While at SJSU we took plenty of heat for being conservatives during the reign of Bill Clinton. We three were the only ones who laughed during Clinton’s impeachment proceedings which was widely broadcast throughout the journalism building (the main lecture hall, when not in use, had the trial up on a big screen television, and students came and went as they wished) and who thought he deserved to be impeached.   Most of our professors couldn’t understand why we’d ever not be supportive of anything Clinton had ever done. One proudly displayed a photo taken of herself and her husband with Bill Clinton at one of Clinton’s inaugural balls. She was horrified to learn I had not voted for Clinton, would never vote for Clinton, was against most policies put forth by the Democratic party. “You voted for Bush? You voted for Dole?” she said to me, horrified. “You plan to vote for a Republican in the fall of 2000? I am so shocked and disappointed in you.”

Here is my point: is there such thing as a conservative educator? Other than attending a Baptist university in the deep south, are there any colleges or universities that embrace a conservative slant? The private university I attended for my master’s degree, a Jesuit university, of course toed the Catholic churches’ values, yet its outlook was as liberal as anything. Why is it so wrong to promote a conservative agenda?

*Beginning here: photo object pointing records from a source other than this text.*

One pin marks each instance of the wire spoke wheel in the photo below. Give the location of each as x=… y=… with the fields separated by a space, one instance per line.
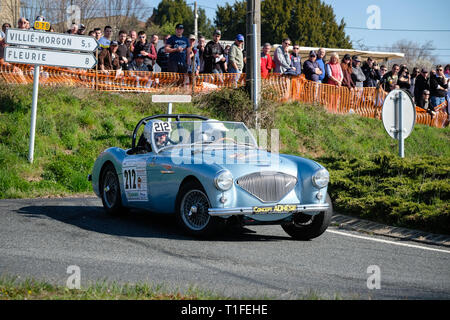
x=194 y=210
x=110 y=189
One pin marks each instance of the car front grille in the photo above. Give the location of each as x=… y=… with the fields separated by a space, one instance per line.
x=268 y=186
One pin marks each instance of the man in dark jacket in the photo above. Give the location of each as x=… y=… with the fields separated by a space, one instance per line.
x=296 y=59
x=123 y=51
x=143 y=47
x=163 y=57
x=311 y=68
x=358 y=76
x=372 y=72
x=213 y=55
x=421 y=84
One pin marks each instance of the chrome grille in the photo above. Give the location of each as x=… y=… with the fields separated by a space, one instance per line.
x=268 y=186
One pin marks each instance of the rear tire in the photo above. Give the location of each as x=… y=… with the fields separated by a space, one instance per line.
x=192 y=211
x=303 y=228
x=110 y=191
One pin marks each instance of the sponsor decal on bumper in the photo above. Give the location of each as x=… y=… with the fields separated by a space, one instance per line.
x=276 y=209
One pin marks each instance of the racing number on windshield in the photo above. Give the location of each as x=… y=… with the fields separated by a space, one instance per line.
x=130 y=179
x=161 y=127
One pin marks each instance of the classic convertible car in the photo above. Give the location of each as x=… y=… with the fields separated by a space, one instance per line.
x=210 y=173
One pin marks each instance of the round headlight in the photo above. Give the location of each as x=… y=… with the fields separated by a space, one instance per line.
x=224 y=180
x=321 y=178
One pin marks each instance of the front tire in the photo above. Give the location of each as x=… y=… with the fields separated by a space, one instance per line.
x=303 y=228
x=110 y=191
x=192 y=211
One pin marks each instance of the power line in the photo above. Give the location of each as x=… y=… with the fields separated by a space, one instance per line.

Is it possible to be a compassionate conservative in education? We believe in opportunity but we also believe that you need to earn that opportunity, not just have it handed to you based on the fact you are alive and breathing. We believe in personal accountability—that there is honor in paying for our education and in the accomplishments we work for while working for anything, be it a degree or our careers. There is nothing racist in those statements—why am I accused of being racist because I’m conservative?